Our results showed that there is a seasonal pattern in AMI prevalence with most of the cases occurring in summer and spring. This increase in winter may be a result of respiratory infections occurring in this season, increased body metabolism in cold weather and probable influence of vasomotor reflexes. The exact cause of the increase in the number of cases in spring and summer is unknown. But, it should be noted that heat loss and adjustment of the body temperature can increase blood volume and consequently enhance cardiac output. Arterial blood pressure decreases under these conditions. Marked loss of fluid and salt through the skin, should also be considered because, in the absence of fluid and salt replacement, extracellular fluid and plasma volumes may reduce. It is possible that in some cases, heat may act as a predisposing factor for AMI.

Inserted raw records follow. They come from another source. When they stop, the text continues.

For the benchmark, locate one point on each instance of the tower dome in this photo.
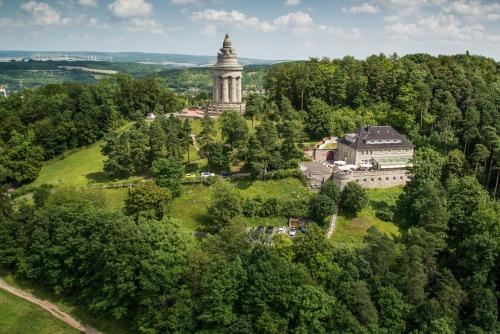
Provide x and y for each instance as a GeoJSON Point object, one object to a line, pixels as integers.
{"type": "Point", "coordinates": [227, 74]}
{"type": "Point", "coordinates": [227, 42]}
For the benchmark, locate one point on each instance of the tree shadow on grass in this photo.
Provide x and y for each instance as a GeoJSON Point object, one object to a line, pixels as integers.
{"type": "Point", "coordinates": [242, 184]}
{"type": "Point", "coordinates": [97, 177]}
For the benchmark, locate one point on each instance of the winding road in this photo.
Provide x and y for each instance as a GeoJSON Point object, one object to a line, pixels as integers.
{"type": "Point", "coordinates": [50, 307]}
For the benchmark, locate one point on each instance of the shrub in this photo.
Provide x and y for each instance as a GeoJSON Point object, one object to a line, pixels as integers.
{"type": "Point", "coordinates": [320, 207]}
{"type": "Point", "coordinates": [353, 198]}
{"type": "Point", "coordinates": [330, 189]}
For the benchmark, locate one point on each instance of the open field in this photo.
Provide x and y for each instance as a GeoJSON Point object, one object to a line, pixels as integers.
{"type": "Point", "coordinates": [355, 229]}
{"type": "Point", "coordinates": [192, 206]}
{"type": "Point", "coordinates": [20, 316]}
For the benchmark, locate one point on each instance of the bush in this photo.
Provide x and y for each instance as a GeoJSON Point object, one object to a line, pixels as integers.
{"type": "Point", "coordinates": [320, 207]}
{"type": "Point", "coordinates": [385, 213]}
{"type": "Point", "coordinates": [295, 208]}
{"type": "Point", "coordinates": [270, 208]}
{"type": "Point", "coordinates": [251, 207]}
{"type": "Point", "coordinates": [353, 198]}
{"type": "Point", "coordinates": [330, 189]}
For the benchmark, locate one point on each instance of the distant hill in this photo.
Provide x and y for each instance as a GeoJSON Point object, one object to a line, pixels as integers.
{"type": "Point", "coordinates": [165, 59]}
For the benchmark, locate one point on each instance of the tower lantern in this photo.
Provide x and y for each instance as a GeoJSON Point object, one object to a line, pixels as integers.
{"type": "Point", "coordinates": [227, 75]}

In a study that was performed in the United States, the association between LOS and hospital readmission and AMI was examined. The average of LOS for AMI patients was 3.5 days (median: 3 days and range: 2 - 4 days) that was shorter than LOS observed in our study (6.0 ± 5.0 days; median: 5 and range: 0 - 60) (25). Also, NSTEMI patients had longer LOS than that of STEMIs which might be attributed to the need for longer cardiac monitoring or staged coronary procedure. Delay in complementary examinations (e.g. echocardiography) or admission/discharge during weekends/nights, may have also increased the LOS. Similar to our results, several studies showed that hospital readmission rate was higher in patients who had a longer LOS compared to those who had a shorter hospital stay (25). Nevertheless, some studies showed no significant changes in LOS and 30-day readmission (26). Increasing the awareness of the society about AMI, having a good lifestyle after discharge and early referral to the hospital for decreasing the mortality rate, are recommended.
This study utilized data from comprehensive databases from two major tertiary hospitals that cover a large part of eastern Iran. This is the first report from Mashhad, Iran that investigates AMI in a large population.
Over the past 10 years, the number of patients with different types of AMI has increased. However, the in-hospital mortality rate has decreased. This reduction may be due to increased knowledge about the biology of ACS, development of new medications and treatment protocols and enhanced public awareness of this disease. Close cooperation between general practitioners, health providers and cardiologists are of great importance in this field.
5.1. Limitations of Study
As we did not have access to patient files in this retrospective cross-sectional study, there might have been some missing data during data collection. Additionally, investigating a few variables is another limitation of our study.